K.T. remembers "a lot of kids ... crying, and mothers were holding onto them."
It was "crazy," surreal, all those cliche words you use when terror visits a place where you'd never imagine it.
As K.T. put it, "It's one of those things you see on TV but never expect you'll go through."
Some got safely outside, a diverse array of Saturday mallgoers, young and old, with families and without, who boarded buses to take them away from what was now a crime scene.
Many worriedly clutched hands with those they were walking with, some choking back tears as they talked on the phone.
Others, though, didn't or couldn't leave.
Judy Hoffman was among them. She locked herself inside the back room of a store she worked at, turned off the lights and waited.

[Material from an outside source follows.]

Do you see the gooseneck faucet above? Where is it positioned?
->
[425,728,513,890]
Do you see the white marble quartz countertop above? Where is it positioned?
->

Ready said he and his store's assistant manager hunkered in a stockroom for about 45 minutes before a man who -- without a uniform or badge -- identified himself as a Howard County police officer knocked.
"We didn't know whether to believe him or not, so we were really scared before he decided to open the door," Ready said. "But he did. It was him. He let us out, and then it was safe."
Another woman who worked at the mall, Shannon Washington, told CNN she he hid behind a counter for "a couple of hours" before being escorted out by law enforcement then combing the mall.
Washington eventually got home, the impact of the shooting lingered. She couldn't think of going back to work, knowing she could find herself at any point in the middle of something this horrible, this frightening, this unexpected.
"This is the world," said Washington. "It seems like every time I turn on the news, it seems like this kind of thing is happening."